Simple atlantoaxial dislocation prevention

The disease is caused by trauma directly affecting the cervical vertebrae, such as kicking, falling, blunt instrument hitting the cervical vertebra directly. Therefore, pay attention to maintaining living habits. For high-risk workers, such as construction workers and mining workers, it is easy to cause damage. In the course of work, you should pay attention to protecting yourself. Pay attention to calmness and avoid emotional conflicts leading to the disease. Secondly, early detection, early diagnosis and early treatment are also important for indirect prevention of this disease.

Complication

Complications of simple atlantoaxial dislocation Complications

Can be completely concurrent.

Symptom

Simple atlantoaxial dislocation symptoms Common symptoms Neck instability, difficulty swallowing, difficulty in opening mouth, limited head and neck activity

Depending on the degree of displacement and the mechanism of injury, the clinical symptoms are very different. The lighter ones have no abnormal complaints, and the severe ones can cause complete paralysis. The clinical features should be observed and identified.

1. High mortality rate: traumatic, such as strong violence, rapid effect, easy to die due to high cervical spinal cord injury on the scene or in transit, even if the incomplete spinal cord injury, it is easy to die of various complications, should pay attention to Early prevention.

2. Neck instability: that is, the patient feels that the head and neck are divided into two, such as the instability of the break, so that they do not dare to sit up or stand up (spontaneous is lighter), like to hold with both hands head.
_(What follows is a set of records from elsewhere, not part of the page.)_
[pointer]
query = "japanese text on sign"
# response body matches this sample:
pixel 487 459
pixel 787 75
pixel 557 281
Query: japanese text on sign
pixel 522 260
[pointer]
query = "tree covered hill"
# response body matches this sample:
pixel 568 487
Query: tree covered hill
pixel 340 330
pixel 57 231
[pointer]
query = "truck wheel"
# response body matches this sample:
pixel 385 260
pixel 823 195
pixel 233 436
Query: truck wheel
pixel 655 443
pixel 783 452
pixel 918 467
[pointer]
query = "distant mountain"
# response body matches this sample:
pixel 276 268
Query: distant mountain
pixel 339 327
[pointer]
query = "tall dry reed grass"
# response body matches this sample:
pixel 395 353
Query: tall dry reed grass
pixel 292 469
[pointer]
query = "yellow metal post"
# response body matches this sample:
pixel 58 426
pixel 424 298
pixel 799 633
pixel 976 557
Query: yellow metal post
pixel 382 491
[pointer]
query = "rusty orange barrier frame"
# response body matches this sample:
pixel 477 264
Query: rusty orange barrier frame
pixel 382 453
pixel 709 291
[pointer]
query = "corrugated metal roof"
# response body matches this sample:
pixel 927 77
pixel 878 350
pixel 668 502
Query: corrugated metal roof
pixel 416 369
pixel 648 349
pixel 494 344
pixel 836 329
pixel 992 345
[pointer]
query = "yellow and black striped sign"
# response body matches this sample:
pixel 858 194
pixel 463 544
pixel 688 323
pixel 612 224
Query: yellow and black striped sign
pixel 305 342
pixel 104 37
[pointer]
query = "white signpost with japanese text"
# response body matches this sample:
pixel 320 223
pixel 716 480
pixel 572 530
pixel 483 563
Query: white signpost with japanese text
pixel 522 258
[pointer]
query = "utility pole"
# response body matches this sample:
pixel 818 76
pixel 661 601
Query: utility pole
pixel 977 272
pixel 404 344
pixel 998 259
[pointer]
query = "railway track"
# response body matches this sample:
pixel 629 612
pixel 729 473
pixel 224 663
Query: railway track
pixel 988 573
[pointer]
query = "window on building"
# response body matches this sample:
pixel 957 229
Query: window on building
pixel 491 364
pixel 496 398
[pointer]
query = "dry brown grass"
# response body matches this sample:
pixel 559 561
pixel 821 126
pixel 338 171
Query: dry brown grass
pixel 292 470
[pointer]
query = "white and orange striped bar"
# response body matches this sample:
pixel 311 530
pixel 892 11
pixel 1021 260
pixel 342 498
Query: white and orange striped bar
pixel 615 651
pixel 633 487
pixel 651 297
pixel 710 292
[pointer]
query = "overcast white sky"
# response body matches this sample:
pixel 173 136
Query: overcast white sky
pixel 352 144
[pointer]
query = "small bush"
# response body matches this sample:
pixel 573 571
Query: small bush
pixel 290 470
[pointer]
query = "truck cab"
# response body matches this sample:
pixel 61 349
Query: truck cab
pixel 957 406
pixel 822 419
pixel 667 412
3. Neck pain and muscle cramps: traumatic people are more severe, especially within a few days after the injury.

4. Restricted activities: Regardless of traumatic or pathological, there are generally varying degrees of head and neck activity, and severe cases are difficult to open.

5. Forced position: If the bilateral joints are dislocated, the head and neck are in a forward tilt position; if one side joint is dislocated, the head rotates to the healthy side and tilts to the affected side. This position aggravates the activity limitation. The degree, including the difficulty of opening the mouth.
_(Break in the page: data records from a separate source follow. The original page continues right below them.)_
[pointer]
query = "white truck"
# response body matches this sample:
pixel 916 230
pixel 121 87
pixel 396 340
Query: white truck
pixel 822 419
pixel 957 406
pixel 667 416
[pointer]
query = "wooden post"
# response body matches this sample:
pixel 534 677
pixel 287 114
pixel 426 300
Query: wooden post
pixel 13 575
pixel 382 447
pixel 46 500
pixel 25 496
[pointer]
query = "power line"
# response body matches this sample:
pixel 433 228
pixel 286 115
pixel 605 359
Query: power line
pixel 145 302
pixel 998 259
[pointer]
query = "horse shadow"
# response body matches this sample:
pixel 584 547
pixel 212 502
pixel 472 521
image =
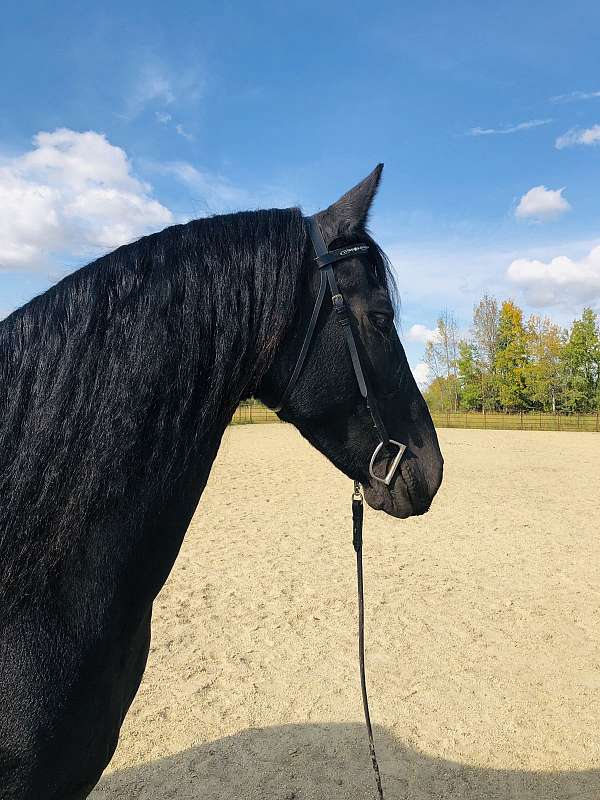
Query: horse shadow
pixel 330 762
6. Others: such as post-occipital tenderness, dysphagia and abnormal pronunciation with nasal sounds, when the spinal cord nerve is involved, the corresponding symptoms and signs appear.

Examine

Simple atlantoaxial dislocation

1. X-ray film: In addition to the positive side of the neck 1, 2, the open position should be taken (the film allows the patient to continue to open and close the jaw, so that you can get a clearer Open the position) to observe whether the anterior shadow of the cervical vertebral body is widened, and the degree and direction of joint dislocation, and measure it while reading the film, so as to facilitate diagnosis and future contrast observation. Under normal circumstances, the molar joint space For 2 ~ 3mm (children are similar), more than 4mm is suspected to be a transverse ligament rupture of the atlas, more than 7mm may be accompanied by pterygoid ligament, ligament and collateral ligament rupture, if necessary, can be added left and right 15 ° The oblique position of the opening piece was observed and compared.
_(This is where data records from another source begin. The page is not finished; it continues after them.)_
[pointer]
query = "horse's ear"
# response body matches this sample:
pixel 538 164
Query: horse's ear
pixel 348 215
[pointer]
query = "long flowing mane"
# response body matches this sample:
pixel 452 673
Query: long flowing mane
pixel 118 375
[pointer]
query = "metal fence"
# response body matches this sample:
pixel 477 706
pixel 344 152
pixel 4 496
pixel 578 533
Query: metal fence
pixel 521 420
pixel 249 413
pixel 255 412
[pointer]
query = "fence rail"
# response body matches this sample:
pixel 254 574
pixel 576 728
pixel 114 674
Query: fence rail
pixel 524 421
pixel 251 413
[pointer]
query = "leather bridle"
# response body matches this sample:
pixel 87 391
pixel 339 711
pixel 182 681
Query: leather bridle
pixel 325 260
2. CT and MRI examination: ordinary CT, CT three-dimensional reconstruction and sagittal MRI examination will help to diagnose the damage and determine the spinal cord involvement.

Diagnosis

Diagnosis and diagnosis of simple atlantoaxial dislocation

Diagnostic criteria

1. History of trauma and history: As mentioned above, in addition to head and neck trauma, children should be aware of the history of chronic inflammation in the throat.

2. Clinical manifestations: as mentioned above.